The Earl E. Myers Story
Page 1 of 1 Pages
|On arrival at Pease AFB, NH, I was assigned to the 817th Air Division Directorate of Operations. The 100th Bomb Wing, was commanded by Col. Pete Wall. The other Wing, the 509th, was Commanded by Col. "Buck" Buckwalter. My varied duties included monitoring the ground and flight training these wings were accomplishing and serving in a leadership position relating to accident investigations.
Regarding the latter. If an aviation accident occurred, I would head up the operational portion. The first thing on the agenda was to determine what the flight crews activity was before reporting for flight. It was not a pleasant duty to observe the mutilated crew members and body parts hanging in trees and scattered on the ground after an accident.

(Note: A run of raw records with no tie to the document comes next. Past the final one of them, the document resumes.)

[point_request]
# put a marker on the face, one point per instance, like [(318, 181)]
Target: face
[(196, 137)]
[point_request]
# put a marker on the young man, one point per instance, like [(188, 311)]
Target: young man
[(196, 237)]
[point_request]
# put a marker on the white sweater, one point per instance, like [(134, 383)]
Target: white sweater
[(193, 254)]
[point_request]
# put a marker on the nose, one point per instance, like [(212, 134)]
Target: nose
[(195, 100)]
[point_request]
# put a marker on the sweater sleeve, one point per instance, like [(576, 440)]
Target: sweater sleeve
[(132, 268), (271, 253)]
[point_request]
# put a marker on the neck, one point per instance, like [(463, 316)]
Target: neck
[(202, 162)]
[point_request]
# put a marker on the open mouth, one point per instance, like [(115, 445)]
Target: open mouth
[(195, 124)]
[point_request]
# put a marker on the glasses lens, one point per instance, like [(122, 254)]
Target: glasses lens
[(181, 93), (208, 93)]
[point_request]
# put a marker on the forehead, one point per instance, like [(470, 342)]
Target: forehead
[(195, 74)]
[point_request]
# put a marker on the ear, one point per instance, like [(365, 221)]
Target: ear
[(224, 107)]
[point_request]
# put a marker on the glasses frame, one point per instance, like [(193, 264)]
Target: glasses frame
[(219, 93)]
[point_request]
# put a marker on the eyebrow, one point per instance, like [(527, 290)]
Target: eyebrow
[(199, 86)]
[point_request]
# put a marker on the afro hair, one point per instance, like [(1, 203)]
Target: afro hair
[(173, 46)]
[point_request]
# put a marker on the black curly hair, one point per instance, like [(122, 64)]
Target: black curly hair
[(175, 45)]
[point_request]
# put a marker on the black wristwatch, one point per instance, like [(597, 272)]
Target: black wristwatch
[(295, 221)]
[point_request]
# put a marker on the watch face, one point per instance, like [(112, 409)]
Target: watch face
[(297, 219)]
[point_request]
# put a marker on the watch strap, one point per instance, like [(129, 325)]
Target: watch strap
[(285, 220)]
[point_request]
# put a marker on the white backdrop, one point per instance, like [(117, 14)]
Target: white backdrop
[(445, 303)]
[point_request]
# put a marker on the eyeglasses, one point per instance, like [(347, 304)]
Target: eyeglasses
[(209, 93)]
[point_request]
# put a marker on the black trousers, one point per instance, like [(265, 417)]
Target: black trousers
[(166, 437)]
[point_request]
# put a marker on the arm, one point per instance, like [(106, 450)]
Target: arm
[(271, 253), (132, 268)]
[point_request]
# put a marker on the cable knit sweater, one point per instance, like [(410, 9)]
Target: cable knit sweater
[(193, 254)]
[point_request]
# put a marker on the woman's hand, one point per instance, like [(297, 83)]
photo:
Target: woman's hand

One accident was a midair collision involving a B-47 and KC-135 tanker off the coast of Greenland. All were lost, It was determined that the flight crew of the B-47 did not have the required crew rest before flight.

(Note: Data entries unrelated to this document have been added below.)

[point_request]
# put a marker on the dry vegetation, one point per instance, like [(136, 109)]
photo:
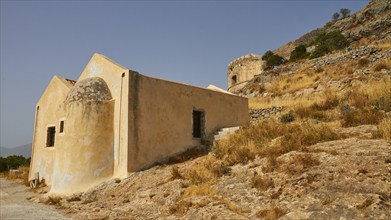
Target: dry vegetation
[(20, 175)]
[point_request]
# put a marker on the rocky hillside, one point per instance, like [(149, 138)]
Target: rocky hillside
[(370, 23), (318, 147)]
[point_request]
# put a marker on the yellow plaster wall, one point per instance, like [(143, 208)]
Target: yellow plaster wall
[(116, 78), (162, 122), (48, 114), (85, 153)]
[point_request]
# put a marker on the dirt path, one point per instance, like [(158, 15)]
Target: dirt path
[(13, 204)]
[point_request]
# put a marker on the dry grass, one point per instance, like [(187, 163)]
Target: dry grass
[(383, 45), (339, 70), (271, 164), (208, 170), (367, 202), (263, 103), (199, 174), (384, 128), (21, 175), (301, 162), (361, 117), (271, 214), (175, 174), (293, 83), (232, 206), (256, 140)]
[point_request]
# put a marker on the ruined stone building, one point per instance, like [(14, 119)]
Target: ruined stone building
[(242, 70), (113, 121)]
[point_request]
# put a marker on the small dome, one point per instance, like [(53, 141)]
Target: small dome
[(92, 89)]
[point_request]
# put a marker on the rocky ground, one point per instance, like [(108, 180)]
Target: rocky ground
[(348, 178), (13, 203)]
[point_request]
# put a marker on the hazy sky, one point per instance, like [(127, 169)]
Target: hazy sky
[(184, 41)]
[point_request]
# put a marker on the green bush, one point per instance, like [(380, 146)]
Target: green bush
[(272, 59), (328, 42), (13, 162), (300, 52)]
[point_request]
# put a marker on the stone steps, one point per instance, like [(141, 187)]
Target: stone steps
[(224, 133)]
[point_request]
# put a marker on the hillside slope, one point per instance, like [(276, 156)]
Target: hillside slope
[(24, 150), (318, 147), (371, 23)]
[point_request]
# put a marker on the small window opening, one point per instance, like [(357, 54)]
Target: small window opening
[(198, 124), (51, 134), (61, 126), (234, 79)]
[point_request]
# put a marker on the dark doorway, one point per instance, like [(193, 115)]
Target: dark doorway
[(234, 80), (61, 126), (198, 123), (51, 133)]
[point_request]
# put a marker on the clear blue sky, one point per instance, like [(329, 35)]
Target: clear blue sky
[(184, 41)]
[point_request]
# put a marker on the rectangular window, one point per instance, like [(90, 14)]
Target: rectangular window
[(51, 134), (198, 123), (234, 80), (61, 126)]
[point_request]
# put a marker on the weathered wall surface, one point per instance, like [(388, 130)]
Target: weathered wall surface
[(162, 124), (48, 112), (84, 150), (243, 69), (116, 78), (84, 155)]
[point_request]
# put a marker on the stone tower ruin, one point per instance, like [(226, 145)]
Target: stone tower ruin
[(242, 70)]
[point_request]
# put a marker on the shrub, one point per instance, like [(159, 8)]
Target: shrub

Another related to a B-47 take off where the fuel had not been loaded properly, creating a nose high uncontrolled attitude. They came in contact with tall pine trees and the ground. During the accident investigation proceedings it was determined that the crew chief had not used a check list. The flight crew did not discover the unbalanced fuel load prior to departure. Apparently some items were missed on the flight crew check list.
Another accident that happened was during snow removal. An Airman was missing from his duty station at sunup. A ramp check was being conducted to determine if more snow removal was required. A snow bank with red coloring, scattered throughout, was noted. The airman had accidentally been sucked into the blower of the snow removal equipment. It might be noted that it was often so cold that a few personnel would violate orders or a regulation so that they could be thrown into the slammer where it was warm. There they could watch color TV and have hot coffee and food.
Monitoring the conditions of the Combat Alert Force was also one of my duties, making sure that the crew's were comfortable and fully ready to perform their alert launch duties.
I did have opportunities to keep up my own flying proficiency. On one of my flight departures, I was climbing out on a predetermined heading which took me over Kenneybunkport, Maine. For reasons unknown, the right wing tank jettisoned and fell into the Atlantic Ocean. I returned to Pease AFB and, and at a low altitude, burned off fuel to bring us down to a safe landing weight. This accomplished, we made a safe and successful landing.
On other occasions I made several flights to England to inspect the operational conditions of our alert flight crews that were on TDY to Brize Norton and Upper Hayford Airbases. Written reports to the 8th Air Force Headquarters were required.
This assignment would prove to be my final one for the USAF. From a family standpoint, we had mixed feelings about living in that area. Pease was located in New Hampshire, near the Atlantic Ocean. The water was about 65 degrees in the summer. Diving for lobsters was one of our more memorable and relaxing family pursuits. By this time, I had accumulated 25 years of active service, 9,984 military flying hours, and could choose retirement at any point from here on. The experiences I had accumulated were priceless, but I had the strong feeling that it was time for me to move on. Retirement was in order. I soon had filed the necessary retirement papers and was ready to pursue some "New horizons".